そこで、以前のイラストで描いたような棒状の綿棒に性的興奮を催す媚薬を塗ってタチ側の鼻腔に出し入れする行為により、本来なら受動的であるはずの華奢な体格なウケ側の人間が能動的にタチ側の頑強な髭男を精神的にも肉体的にもコントロールするといった私の大好物なシチュエーションを思いついた訳です。これにより描写したいと考えていた両脇毛と鼻汁と涎と恍惚の表情を一度機に矛盾することなく描く事が出来る訳で、私は早くイラストとして完成させたい!!と興奮しました。
5_さぁ、後は快楽原則に則って裸体を作画していけばいいだけ、となるはずだったのですが、その過程で媚薬として用いる薬品のパッケージデザインをどうしても作成しなくてはなりません。
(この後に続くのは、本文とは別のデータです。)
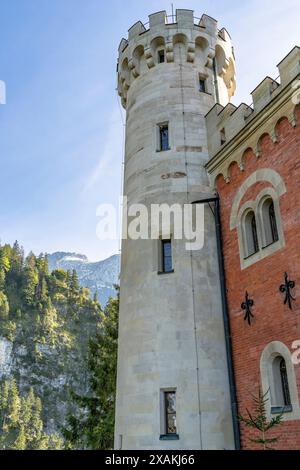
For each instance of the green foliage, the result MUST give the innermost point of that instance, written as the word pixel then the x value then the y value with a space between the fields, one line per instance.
pixel 93 427
pixel 21 425
pixel 260 423
pixel 50 320
pixel 4 306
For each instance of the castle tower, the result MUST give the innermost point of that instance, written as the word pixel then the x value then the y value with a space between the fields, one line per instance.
pixel 173 387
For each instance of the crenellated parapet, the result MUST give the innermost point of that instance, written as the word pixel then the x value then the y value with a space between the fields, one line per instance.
pixel 225 123
pixel 201 41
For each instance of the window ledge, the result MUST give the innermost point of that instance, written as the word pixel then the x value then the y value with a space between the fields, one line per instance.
pixel 250 256
pixel 277 410
pixel 162 273
pixel 169 437
pixel 270 244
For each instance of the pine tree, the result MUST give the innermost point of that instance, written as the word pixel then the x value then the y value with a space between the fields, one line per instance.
pixel 4 306
pixel 93 428
pixel 74 284
pixel 260 423
pixel 21 425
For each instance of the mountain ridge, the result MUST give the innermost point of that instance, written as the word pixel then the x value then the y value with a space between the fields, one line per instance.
pixel 99 276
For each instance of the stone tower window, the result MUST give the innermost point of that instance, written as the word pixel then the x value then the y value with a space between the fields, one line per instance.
pixel 170 413
pixel 167 261
pixel 164 137
pixel 223 136
pixel 202 84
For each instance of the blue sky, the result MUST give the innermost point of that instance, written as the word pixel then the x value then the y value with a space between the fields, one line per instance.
pixel 61 133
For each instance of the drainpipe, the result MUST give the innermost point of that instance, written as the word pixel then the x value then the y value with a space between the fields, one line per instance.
pixel 225 311
pixel 216 85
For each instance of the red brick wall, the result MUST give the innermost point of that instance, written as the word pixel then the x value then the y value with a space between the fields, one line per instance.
pixel 273 320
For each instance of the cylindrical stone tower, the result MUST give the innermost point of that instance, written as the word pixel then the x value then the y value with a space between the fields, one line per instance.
pixel 173 385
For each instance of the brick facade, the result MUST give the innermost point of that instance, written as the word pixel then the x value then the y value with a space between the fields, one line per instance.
pixel 273 320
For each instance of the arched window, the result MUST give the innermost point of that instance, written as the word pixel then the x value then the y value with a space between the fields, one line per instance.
pixel 269 222
pixel 251 239
pixel 281 390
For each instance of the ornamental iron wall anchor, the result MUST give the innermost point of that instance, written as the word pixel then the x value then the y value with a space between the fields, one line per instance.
pixel 247 305
pixel 286 289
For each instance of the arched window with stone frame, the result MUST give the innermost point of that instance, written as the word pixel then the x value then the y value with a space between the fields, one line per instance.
pixel 269 222
pixel 279 381
pixel 251 243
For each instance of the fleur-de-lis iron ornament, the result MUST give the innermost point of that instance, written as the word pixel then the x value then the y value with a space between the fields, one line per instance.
pixel 247 305
pixel 286 289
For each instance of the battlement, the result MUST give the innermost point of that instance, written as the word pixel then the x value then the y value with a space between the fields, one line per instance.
pixel 140 52
pixel 224 123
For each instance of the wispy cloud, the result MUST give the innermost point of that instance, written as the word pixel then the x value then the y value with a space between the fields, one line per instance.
pixel 112 146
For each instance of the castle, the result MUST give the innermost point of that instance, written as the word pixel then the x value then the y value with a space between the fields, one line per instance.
pixel 201 330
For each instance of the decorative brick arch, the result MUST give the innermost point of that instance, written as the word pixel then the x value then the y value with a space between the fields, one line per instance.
pixel 263 175
pixel 271 351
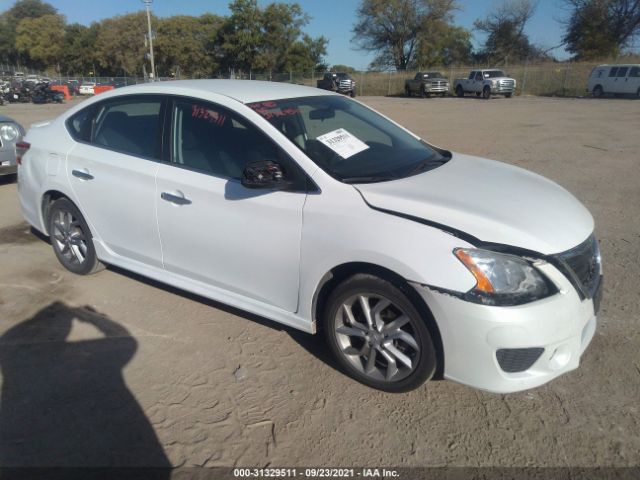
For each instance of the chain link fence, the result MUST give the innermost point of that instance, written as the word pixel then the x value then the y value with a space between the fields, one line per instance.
pixel 567 79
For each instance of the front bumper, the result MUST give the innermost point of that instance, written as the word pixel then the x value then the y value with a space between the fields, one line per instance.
pixel 8 160
pixel 437 89
pixel 561 325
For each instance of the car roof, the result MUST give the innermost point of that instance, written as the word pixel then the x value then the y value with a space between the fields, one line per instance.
pixel 245 91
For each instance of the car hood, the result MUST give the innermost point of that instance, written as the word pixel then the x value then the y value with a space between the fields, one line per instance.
pixel 489 200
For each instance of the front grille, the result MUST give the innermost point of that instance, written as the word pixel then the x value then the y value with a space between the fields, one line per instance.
pixel 583 263
pixel 513 360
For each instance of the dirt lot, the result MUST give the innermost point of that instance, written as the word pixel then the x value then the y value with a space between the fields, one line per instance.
pixel 191 382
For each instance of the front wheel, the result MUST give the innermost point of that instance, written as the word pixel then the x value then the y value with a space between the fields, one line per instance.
pixel 71 239
pixel 378 336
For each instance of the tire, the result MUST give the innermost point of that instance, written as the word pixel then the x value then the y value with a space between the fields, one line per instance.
pixel 71 238
pixel 598 92
pixel 395 353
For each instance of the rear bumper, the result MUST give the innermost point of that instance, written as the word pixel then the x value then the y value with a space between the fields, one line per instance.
pixel 554 331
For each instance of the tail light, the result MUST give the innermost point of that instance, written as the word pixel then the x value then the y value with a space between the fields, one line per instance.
pixel 21 149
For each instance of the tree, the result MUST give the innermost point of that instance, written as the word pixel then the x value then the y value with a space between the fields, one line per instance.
pixel 342 68
pixel 392 28
pixel 41 38
pixel 9 21
pixel 79 55
pixel 506 39
pixel 440 43
pixel 185 45
pixel 269 38
pixel 120 45
pixel 601 28
pixel 241 34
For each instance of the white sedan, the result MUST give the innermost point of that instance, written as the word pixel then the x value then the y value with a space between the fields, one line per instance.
pixel 313 210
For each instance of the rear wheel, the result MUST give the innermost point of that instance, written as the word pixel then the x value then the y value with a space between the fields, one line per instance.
pixel 598 92
pixel 378 336
pixel 71 239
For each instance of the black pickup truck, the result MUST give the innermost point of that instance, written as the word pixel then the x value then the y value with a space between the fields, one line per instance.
pixel 338 82
pixel 427 83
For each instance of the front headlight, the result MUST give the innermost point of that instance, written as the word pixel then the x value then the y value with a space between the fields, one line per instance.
pixel 503 279
pixel 8 132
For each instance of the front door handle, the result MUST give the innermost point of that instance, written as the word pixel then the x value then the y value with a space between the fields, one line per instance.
pixel 82 174
pixel 177 198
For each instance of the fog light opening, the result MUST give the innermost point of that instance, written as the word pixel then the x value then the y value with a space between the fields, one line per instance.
pixel 560 358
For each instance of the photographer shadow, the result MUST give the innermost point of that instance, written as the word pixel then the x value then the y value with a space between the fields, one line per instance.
pixel 65 403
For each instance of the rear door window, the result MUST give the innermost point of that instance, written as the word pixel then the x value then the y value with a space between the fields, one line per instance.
pixel 211 139
pixel 130 125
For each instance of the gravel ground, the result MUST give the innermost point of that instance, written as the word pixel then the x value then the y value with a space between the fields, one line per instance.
pixel 114 369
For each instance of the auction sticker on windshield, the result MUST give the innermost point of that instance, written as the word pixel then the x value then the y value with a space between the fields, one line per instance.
pixel 343 143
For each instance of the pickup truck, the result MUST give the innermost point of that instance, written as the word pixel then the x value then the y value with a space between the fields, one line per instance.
pixel 485 83
pixel 426 83
pixel 338 82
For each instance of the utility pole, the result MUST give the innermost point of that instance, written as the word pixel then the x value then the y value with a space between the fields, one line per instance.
pixel 153 63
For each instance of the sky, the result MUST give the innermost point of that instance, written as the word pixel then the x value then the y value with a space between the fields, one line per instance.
pixel 332 18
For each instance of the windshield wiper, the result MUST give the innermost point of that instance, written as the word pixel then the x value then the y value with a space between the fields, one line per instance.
pixel 427 164
pixel 369 179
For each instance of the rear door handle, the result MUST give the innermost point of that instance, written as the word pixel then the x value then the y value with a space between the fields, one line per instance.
pixel 177 198
pixel 82 174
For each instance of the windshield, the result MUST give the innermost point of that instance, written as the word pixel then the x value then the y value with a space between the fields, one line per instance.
pixel 349 141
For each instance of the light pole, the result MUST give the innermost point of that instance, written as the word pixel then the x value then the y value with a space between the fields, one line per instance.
pixel 153 63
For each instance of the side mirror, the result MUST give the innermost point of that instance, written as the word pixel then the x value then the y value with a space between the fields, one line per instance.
pixel 265 174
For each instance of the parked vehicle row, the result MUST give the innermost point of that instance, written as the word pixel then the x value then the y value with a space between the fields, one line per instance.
pixel 26 92
pixel 310 209
pixel 339 82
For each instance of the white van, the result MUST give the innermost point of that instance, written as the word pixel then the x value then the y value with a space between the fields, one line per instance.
pixel 616 79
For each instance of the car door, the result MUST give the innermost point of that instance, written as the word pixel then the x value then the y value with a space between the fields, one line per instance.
pixel 621 82
pixel 633 81
pixel 112 170
pixel 213 229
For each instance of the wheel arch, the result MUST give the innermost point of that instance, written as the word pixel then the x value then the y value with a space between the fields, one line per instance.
pixel 47 200
pixel 339 273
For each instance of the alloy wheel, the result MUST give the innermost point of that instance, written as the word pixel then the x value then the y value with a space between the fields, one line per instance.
pixel 377 338
pixel 69 238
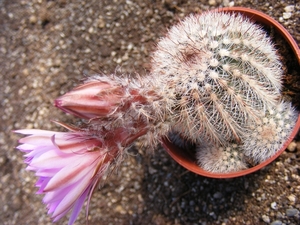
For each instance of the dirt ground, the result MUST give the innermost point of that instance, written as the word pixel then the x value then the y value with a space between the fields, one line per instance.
pixel 47 47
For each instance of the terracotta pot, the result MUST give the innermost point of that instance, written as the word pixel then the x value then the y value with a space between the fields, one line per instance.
pixel 187 159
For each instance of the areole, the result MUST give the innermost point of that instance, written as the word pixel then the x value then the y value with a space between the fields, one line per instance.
pixel 186 159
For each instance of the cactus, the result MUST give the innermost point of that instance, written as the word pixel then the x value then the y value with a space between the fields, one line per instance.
pixel 214 86
pixel 218 159
pixel 221 71
pixel 220 74
pixel 268 134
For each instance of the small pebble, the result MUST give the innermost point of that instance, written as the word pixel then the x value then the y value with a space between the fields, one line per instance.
pixel 286 15
pixel 292 212
pixel 292 146
pixel 266 219
pixel 292 198
pixel 276 222
pixel 274 205
pixel 218 195
pixel 289 8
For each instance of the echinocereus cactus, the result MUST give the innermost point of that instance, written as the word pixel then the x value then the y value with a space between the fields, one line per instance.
pixel 221 71
pixel 214 85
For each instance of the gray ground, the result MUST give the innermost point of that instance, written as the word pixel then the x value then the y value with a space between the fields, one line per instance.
pixel 46 47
私はいつも言及しているように(あくまで空想上の世界で)倫理や道徳を重んじる社会的立場にある口髭を蓄えた親父さんが薬物や催眠術で自己を見失い反体制側の思うがままに操作されていくといったシチュエーションに大変興奮するという己の性癖を幼少期からテレビドラマやアニメ等を通じて自覚していました。
私はダウナー系の薬物等で快楽に溺れ弛緩した表情で涎や鼻汁を垂らした善良な髭親父さんの姿にも興奮するのですが、もう一方でアッパー系の薬物等を摂取して猫目状態でパキってガンギマリしたした表情にもひどく興奮するのです。
ふと思い出したのですが、そんな私の「猫目状態でパキってガンギマリしたした表情にもひどく興奮する」という性癖の発露の引き金となったひとつは、幼少期に視聴したこのアニメのこの回の9:00からの展開です。
妖怪人間ベム(1968年版) #9 恨みの鏡
話を戻しますが、今回は二者択一、「陶酔か覚醒か」どちらのラリった表情で描写しようか迷ったのですが、結局右目を猫目状態のアッパー系、左目を怠惰状態のダウナー系のハイブリットな表情で行こうと決めました。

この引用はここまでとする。